On Disappointing Yourself

On Disappointing Yourself

I’m an expert at disappointing myself. I have such a high standard for myself and the things that I do that it’s just improbable that I’ll ever achieve that level. But sometimes I do and boy does that feel good. So for that reason, I’m always chasing the improbable.

However there are the times I don’t and I just end up in a funk. That’s not good for anyone especially me. I can’t even look at what I did accomplish because I can only think of what I didn’t.

I’ve loosened up a lot over the years, and I can now see those accomplishments much better. But I still think on what I didn’t do and how disappointing that feels.

If you feel like you’re in a funk and constantly disappointing yourself, you’re not alone. Here’s what I’m doing to work with these feelings:

Lowering my expectations

This is such a no-brainer, but it’s also easier said than done. I think it’s better to think of lowering your expectations as a practice than as a switch.

The way I handle this is I do let my brain wander of its own accord to make pie in the sky goals and plans. For example, I decided I needed notecards. Just simple personal notecards for thanking people or writing a quick note on. Most people would probably start with finding designs. My brain did not start there. My brain wanted to make paper, so I let it research all of the different ways to make paper. Because I did this instead of instantly vetoing the idea, I found out how there was no way the paper would be good for printing on or writing on. So I was able to take my expectations down a notch. I didn’t make paper and went to the actual first step of designing the notecards pretty seamlessly.

Basically, if you’re not able to lower your expectations on your own, think through all of the ramifications of trying to achieve what’s in your head. When you put pen to paper to really figure it out, you’ll quickly realize the things that you need to let go of so you can get to your actual goal. Creating a plan has a way of simplifying things so you aren’t disappointing yourself at the end of it all.

Keep an eye on the good

When your eye is constantly on what didn’t happen, it’s super easy to forget what did happen. So when that disappointment starts creeping in, it’s time to flip things.

I found this especially true when I was potty training my child. There was one goal: pee and poop in the potty. And we kept falling short of that goal. As I was cleaning up yet another accident, that was the only place my mind would go: We were not achieving the goal. That became we will never achieve the goal. That brought me to a dark place where I thought cleaning up pee and poop was my life forever.

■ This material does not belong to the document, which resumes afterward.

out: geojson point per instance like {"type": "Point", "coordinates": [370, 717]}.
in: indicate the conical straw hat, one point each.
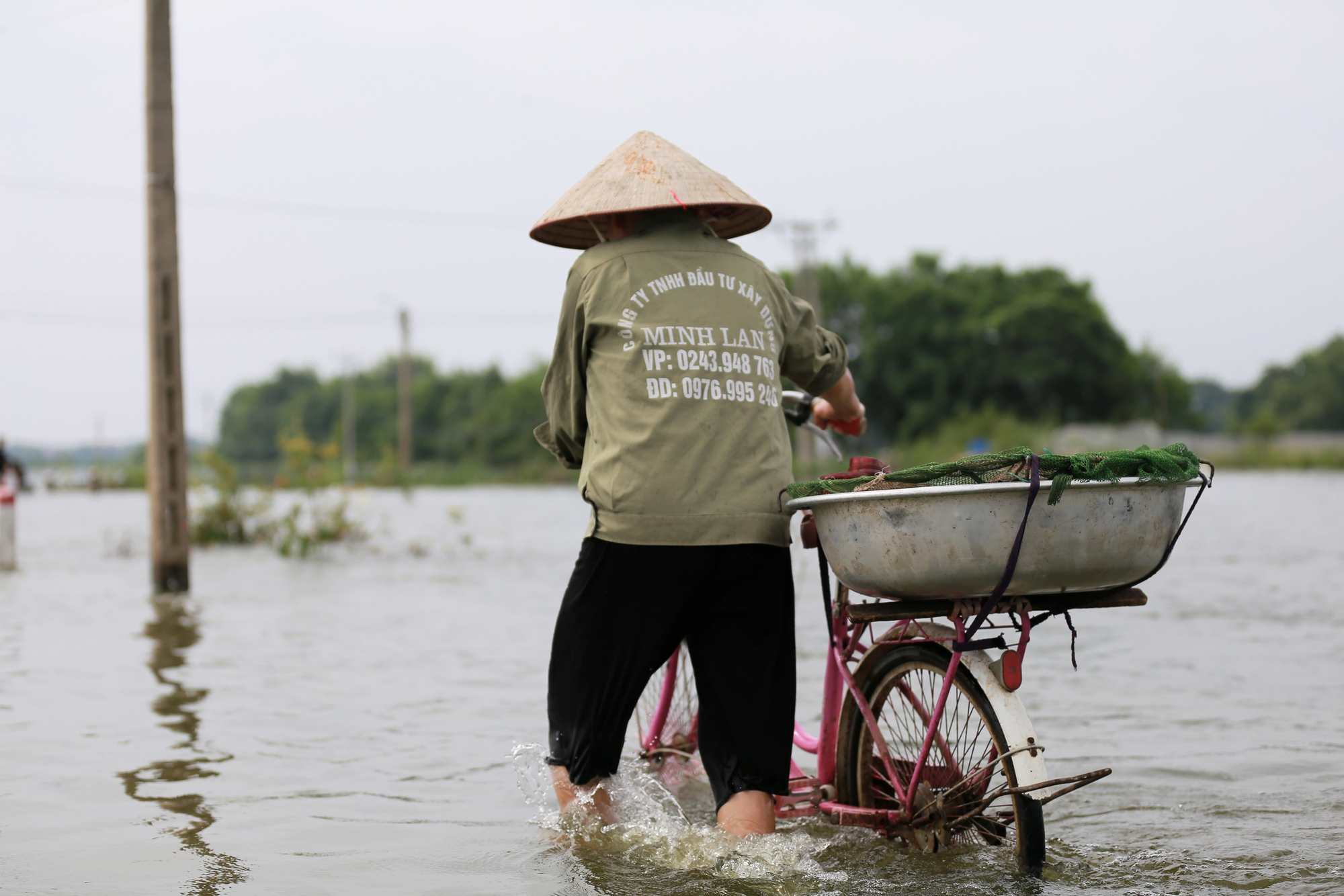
{"type": "Point", "coordinates": [648, 173]}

But when I took a step back from that, I started listing out everything that was going right. My daughter was starting to realize when her body was peeing or pooping. Then I saw her starting to stop it so we could get to the potty. And so on and so on (because I can’t possibly use “pee” or “poop” even more times on a professional blog post).  There were all these tiny milestones that showed she was getting it. It turned out when I started celebrating those milestones within myself, the rest of it got so much easier.

When you feel like you didn’t achieve that big goal, write yourself a list. Write down everything that went right, and I mean EVERYTHING. There is nothing too small to write down. And when you’re done, read it back to yourself. You’ll probably feel a whole lot different after this exercise about what you have done. Even if you’re feeling like you’re disappointing yourself, you’ve most likely made a whole lot more progress than you believe.

Have a good sounding board

I don’t officially have anyone else in my company but that doesn’t mean I don’t have some sounding boards that help me get business done. And in some cases, they put things in perspective as well.

Usually when I’m stuck in my head about disappointing myself and can’t quite dig myself out, I contact one of these solid sounding boards (usually the same one and they know who they are). They’ll talk me through what did go right and they’ll help me lower these too high expectations I put upon myself. This is invaluable for me and keeps me in the right mindset to get my work done.

Putting together an unofficial team that can help you get work done is a must-have when you work by yourself. Networking online and off is the best way to do that. My team has come from all different areas of my life, so I can’t even tell you one for-sure way to develop this team. Just continually putting yourself out there, even when you don’t wanna, seems to work for me.

Wanting to always accomplish at the highest standards is a great thing. But it also can be a recipe for constantly disappointing yourself. So managing that in a way that it won’t get problematic is key.

How are you managing disappointing yourself?